Er wandte seinen Blick von dem unglücklichen Chauffeur ab, der inzwischen dazu über gegangen war, die umstehenden Spötter zu beschimpfen, und sah Eric an. Irgendwie gelang es seinen schwarzen Nagetieraugen, Entschlossenheit auszudrücken. „Dort draußen läuft ein Mörder rum, Sir. Und es sieht so aus, als sei es einer von meiner Art. Wenn heraus kommt, dass wir das wissentlich zugelassen haben, würde ich keine Münze mehr auf meine Zukunft setzen. Auf Ihre übrigens auch nicht, Sir. Gelingt es uns hingegen, den Kerl zu fassen, haben sich unsere Probleme erledigt.”

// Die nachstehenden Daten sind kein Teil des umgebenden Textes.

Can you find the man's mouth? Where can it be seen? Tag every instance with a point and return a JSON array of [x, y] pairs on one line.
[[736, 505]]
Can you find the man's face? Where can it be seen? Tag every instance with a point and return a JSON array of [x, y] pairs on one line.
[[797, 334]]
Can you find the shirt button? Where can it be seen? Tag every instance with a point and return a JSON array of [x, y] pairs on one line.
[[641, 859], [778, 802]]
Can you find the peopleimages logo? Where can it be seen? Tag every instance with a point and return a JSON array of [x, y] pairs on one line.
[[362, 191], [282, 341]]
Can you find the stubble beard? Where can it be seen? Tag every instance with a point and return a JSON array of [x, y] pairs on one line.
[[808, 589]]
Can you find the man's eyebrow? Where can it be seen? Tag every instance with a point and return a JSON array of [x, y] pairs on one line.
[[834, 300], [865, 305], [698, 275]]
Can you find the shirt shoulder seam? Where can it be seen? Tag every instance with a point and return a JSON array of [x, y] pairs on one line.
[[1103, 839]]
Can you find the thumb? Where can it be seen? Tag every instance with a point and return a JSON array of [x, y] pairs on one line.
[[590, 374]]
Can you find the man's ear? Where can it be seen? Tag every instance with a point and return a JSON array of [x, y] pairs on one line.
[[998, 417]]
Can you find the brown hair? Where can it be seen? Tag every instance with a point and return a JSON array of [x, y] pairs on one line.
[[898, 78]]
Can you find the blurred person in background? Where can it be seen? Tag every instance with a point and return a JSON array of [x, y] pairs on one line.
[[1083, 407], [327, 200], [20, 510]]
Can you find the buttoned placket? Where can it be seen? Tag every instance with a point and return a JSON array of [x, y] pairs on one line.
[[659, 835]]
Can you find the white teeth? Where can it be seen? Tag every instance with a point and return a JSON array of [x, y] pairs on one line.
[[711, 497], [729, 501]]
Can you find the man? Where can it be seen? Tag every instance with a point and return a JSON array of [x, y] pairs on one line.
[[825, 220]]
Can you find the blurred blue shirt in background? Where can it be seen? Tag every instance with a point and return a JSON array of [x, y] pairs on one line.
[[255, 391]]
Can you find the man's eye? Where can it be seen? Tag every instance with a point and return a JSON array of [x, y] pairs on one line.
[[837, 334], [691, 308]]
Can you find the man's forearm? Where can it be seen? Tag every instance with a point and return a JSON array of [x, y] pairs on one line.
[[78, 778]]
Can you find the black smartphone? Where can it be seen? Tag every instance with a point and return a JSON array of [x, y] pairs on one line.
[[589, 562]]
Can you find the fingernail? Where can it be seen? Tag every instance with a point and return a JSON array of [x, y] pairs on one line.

Eric musterte den Wiedergänger erstaunt. „Soll das heißen, Sie wollen den Fall weiter verfolgen?”
“Nein Sir”, erwiderte Ferret. „Sie wolln den Fall weiter verfolgen. Ich hingegen bin lediglich ein nicht entscheidungsbefugtes Werkzeug, das Ihnen zur Seite gestellt wurde, um Sie zu unterstützen. Sofern mir diese Aufgabe nicht von offizieller Stelle der Behörde wieder entzogen wird, kann ich doch überhaupt nicht anders handeln. Könnte ich mich Anordnungen der Behörde in dieser Weise widersetzen, wär ich von Dr. Sartorius schon lange als Sicherheitsrisiko ausgemustert worden.”
Der junge Agent starrte seinen Begleiter einen langen Augenblick lang verständnislos an. Dann jedoch lächelte er in plötzlichem Verstehen und nickte.
“Sie sind ein Ehrenmann, Mr. Ferret. Es ist gut, jemanden an seiner Seite zu wissen, der so aufrecht und ehrlich ist, wie Sie.“
Diesmal gab es keinen Zweifel daran, dass der dünne Mann lachte. Dann drückte er den Bowler fester auf seinen Schädel und nickte zur Straße hin. „Wenn Sie es sagen, Sir. Dort kommt unsere Droschke. Wo möchtn Sie als nächstes hin?”

„Zuerst einmal zu Pater Grand“, antwortete Eric und kletterte dem dünnen Mann voran auf den Sitzplatz. „Wenn ich Mister Granville richtig verstanden habe, hat er ihn lediglich schriftlich darüber in Kenntnis gesetzt, dass er einer Spur nachgehen wolle. Und bis jetzt hat er sich noch nicht bei ihm zurück gemeldet.” Er zog eine braune Mappe aus seinem Mantel und hielt sie bedeutungsvoll in die Höhe. „Glücklicherweise weiß ich, wo er zuhause ist.”
„Sie haben die Dossiers gestohlen, Sir? Sie erstaunen mich, Mr. Van Valen.”
„Gestohlen, Mr. Ferret? Wie kommen Sie darauf? Ich habe lediglich noch keine Zeit gefunden, sie zurück zu geben. Das wird zunächst wohl auch noch warten müssen, denn wir haben den Pater ja noch nicht über die neuesten Entwicklungen und Mister Granvilles Anordnungen informiert. Danach werden wir sehen, wie es mit ihm weiter geht. Vielleicht hat er ja etwas Neues herausgefunden und ist bereit, es uns mitzuteilen - falls nicht, haben wir immer noch eine andere Spur, die zu verfolgen sich lohnen könnte.“
Eric gab dem Kutscher ein Zeichen und dieser setzte die Pferde mit einem lauten Knallen seiner Peitsche in Bewegung.

Niemandem fiel die Gestalt auf, die sich jetzt aus der Menge der Schaulustigen heraus löste und den Agenten mit finsterem Blick hinterher sah. Nach einem kurzen Augenblick reglosen Verharrens hob sie die Hand und winkte eine weitere Droschke herbei, um den beiden zu folgen.